Sekiguchi’s poetry, in its structure and form, breaks from Japanese tradition. Her poems are striking in their composition, because Sekiguchi rejects established formats and textual dispositions, as well as creating a visual, poetic space. Her first volume of poetry »Cassiopée Péca« (1993) was originally printed in A2-Format. The typographical composition, in the form of variedly arranged text blocks – or labyrinths of lines –, generates a wealth of meaning, which challenges the reader’s faculty of interpretation, and turns it into a fundamental element of the poetry. The synthesis of various symbols – an ubiquitous theme in Sekiguchi’s work – also contributes to this effect. In this way, elements of different languages are found fused together within the same sentence, and that which is written is sometimes accompanied by a graphical pattern – as in »Calques« (Engl: Tracing Paper) for example, a poetry collection from 2001. This volume is composed of texts from her Japanese works »(com)position« (1996) and »Hakkouseï Diapositive« (2000; Engl: Illuminating Slides), which Sekiguchi translated herself as she does with many of her own poems. Some of these appeared in literary publications such as »Action Poétique«, »Dédales«, and »Po&sie«. Sekiguchi has also translated the works of Gôzô Yoshimasu, Yoko Tawada and French authors including Pierre Alferi, Anne Portugal, and Atiq Rahimi.

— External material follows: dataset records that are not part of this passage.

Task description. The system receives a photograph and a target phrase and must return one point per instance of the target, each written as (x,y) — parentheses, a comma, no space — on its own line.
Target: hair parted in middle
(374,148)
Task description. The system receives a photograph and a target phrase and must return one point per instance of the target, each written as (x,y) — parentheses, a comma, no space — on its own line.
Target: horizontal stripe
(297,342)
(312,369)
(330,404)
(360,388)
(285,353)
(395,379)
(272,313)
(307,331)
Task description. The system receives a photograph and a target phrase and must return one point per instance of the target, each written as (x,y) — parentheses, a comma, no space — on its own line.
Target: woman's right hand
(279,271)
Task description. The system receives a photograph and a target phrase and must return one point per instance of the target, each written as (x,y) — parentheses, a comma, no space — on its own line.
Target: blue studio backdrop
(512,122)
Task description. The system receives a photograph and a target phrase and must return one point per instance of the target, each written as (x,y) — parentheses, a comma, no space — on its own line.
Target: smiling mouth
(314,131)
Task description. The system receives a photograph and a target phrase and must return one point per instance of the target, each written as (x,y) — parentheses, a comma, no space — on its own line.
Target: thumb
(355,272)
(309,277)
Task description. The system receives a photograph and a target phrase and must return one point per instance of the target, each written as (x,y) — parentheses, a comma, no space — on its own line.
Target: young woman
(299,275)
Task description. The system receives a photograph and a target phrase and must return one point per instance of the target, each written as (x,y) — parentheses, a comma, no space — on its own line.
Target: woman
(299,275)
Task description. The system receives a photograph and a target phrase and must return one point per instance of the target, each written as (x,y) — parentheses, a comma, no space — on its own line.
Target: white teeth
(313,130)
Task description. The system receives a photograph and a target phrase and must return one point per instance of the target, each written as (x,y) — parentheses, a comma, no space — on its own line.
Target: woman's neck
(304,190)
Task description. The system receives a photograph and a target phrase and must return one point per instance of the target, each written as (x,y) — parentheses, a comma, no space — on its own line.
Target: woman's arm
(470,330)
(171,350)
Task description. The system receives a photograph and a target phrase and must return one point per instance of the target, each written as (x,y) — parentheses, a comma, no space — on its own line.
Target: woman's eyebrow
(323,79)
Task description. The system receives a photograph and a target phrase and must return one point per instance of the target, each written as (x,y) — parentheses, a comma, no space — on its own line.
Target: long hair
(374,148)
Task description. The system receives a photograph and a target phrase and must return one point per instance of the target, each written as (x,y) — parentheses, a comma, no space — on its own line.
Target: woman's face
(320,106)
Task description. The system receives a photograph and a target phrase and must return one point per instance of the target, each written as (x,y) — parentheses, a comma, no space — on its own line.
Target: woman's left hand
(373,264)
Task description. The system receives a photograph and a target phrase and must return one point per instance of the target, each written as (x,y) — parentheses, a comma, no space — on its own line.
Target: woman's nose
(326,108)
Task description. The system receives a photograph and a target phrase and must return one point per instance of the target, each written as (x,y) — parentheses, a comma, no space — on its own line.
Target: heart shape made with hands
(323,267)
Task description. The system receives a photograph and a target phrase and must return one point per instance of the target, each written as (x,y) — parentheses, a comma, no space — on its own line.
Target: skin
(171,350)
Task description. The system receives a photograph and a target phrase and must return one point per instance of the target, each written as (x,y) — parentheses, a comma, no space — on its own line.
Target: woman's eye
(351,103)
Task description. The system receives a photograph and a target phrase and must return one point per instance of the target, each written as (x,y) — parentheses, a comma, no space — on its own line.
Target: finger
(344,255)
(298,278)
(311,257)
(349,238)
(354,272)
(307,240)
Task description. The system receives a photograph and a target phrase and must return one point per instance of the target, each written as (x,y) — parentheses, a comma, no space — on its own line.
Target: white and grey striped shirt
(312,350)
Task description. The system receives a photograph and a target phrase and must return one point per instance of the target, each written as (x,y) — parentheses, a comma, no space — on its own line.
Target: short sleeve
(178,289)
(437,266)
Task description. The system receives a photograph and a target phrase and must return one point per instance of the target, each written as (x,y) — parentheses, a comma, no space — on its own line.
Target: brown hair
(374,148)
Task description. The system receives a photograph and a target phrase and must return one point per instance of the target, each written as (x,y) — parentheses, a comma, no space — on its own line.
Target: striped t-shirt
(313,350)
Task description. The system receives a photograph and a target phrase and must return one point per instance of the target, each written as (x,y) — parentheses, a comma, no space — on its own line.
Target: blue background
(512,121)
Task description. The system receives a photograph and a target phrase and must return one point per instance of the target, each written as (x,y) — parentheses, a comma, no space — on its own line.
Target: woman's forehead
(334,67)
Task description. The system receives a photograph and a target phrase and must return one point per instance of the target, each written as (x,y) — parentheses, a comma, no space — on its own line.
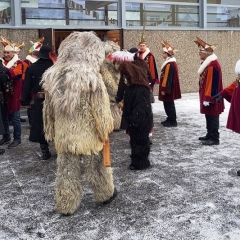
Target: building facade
(178,22)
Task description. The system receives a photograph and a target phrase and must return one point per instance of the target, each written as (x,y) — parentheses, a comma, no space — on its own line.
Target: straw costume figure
(78,118)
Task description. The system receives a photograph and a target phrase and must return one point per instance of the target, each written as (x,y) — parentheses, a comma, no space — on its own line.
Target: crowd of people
(68,101)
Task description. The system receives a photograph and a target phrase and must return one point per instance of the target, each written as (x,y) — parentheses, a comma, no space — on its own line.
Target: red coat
(233,94)
(210,84)
(148,57)
(169,83)
(12,98)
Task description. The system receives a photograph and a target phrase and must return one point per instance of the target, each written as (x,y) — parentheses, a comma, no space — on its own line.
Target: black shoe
(210,143)
(2,151)
(131,167)
(14,144)
(23,120)
(112,197)
(170,124)
(5,141)
(46,155)
(205,138)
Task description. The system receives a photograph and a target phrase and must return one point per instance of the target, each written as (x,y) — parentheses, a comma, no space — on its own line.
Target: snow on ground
(191,192)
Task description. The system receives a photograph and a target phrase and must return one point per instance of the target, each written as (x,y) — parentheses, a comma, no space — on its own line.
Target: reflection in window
(69,12)
(223,16)
(161,15)
(5,12)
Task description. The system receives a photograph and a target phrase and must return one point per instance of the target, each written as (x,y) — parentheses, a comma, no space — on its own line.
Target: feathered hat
(18,46)
(7,45)
(168,48)
(143,40)
(205,47)
(122,56)
(36,45)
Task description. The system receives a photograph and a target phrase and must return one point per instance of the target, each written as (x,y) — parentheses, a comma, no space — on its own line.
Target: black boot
(111,198)
(46,154)
(2,151)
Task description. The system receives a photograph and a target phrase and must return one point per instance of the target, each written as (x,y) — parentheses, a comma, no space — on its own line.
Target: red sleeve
(228,91)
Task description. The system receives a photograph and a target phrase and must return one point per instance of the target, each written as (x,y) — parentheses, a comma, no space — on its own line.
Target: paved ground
(191,191)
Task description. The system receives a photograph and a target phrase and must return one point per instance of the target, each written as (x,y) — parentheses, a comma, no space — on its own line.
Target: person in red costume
(147,56)
(210,84)
(12,66)
(169,87)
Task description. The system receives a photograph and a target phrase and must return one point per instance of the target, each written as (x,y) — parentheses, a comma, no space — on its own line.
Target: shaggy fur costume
(111,78)
(78,118)
(137,111)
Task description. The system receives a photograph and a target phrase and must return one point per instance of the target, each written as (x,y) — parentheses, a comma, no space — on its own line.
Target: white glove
(206,104)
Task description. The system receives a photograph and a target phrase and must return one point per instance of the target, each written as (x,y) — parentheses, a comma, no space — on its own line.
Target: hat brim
(41,55)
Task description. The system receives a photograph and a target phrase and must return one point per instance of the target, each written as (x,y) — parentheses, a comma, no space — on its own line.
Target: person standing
(210,84)
(32,86)
(148,57)
(169,87)
(232,94)
(30,59)
(3,80)
(11,107)
(137,109)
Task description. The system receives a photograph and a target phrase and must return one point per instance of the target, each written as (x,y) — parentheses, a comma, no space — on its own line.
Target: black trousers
(212,127)
(170,111)
(140,148)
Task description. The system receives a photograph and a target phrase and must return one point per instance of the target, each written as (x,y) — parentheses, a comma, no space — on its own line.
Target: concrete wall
(228,52)
(21,35)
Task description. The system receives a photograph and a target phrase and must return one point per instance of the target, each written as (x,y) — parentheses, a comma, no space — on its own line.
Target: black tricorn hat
(43,52)
(133,50)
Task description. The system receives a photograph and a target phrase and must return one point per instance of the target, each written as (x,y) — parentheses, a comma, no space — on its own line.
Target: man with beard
(169,87)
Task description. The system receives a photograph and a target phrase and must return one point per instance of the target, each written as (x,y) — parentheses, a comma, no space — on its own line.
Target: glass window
(161,15)
(223,2)
(70,12)
(221,16)
(5,12)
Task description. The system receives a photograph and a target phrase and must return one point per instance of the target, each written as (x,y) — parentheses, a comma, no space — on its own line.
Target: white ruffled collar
(168,60)
(12,61)
(145,53)
(206,62)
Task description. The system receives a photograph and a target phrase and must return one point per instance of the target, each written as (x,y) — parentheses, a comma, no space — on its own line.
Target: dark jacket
(3,80)
(32,87)
(169,83)
(137,110)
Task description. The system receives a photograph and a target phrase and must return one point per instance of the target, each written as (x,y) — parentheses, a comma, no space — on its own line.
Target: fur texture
(76,99)
(111,78)
(78,118)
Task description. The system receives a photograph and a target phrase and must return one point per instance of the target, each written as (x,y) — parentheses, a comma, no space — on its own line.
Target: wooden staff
(106,154)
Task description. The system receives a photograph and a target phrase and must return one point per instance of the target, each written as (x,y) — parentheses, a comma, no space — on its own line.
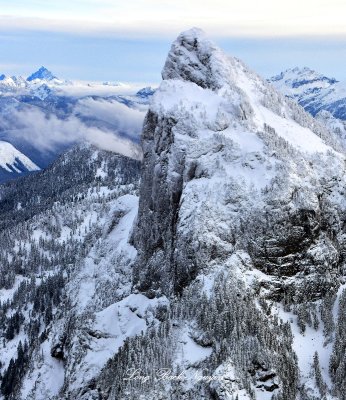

Sekiguchi has received numerous grants from the Japanese Foundation for Writing Arts and the Centre National du Livre, amongst others. Her poems have been translated into English, Korean, Swedish, and Arabic. The Pompidou Centre in Paris and the Maison des Ecrivains, the New York Library and the San Francisco City University are all institutions where Sekiguchi has been invited to give readings. She has participated with writing contributions in exhibitions of contemporary art, of which the last – »Le monde est rond« (2004; Engl: The World is Round) – is documented in book-form. In 2007 her volume of poetry, »Adagio ma non troppo« was published. Sekiguchi lives in Paris.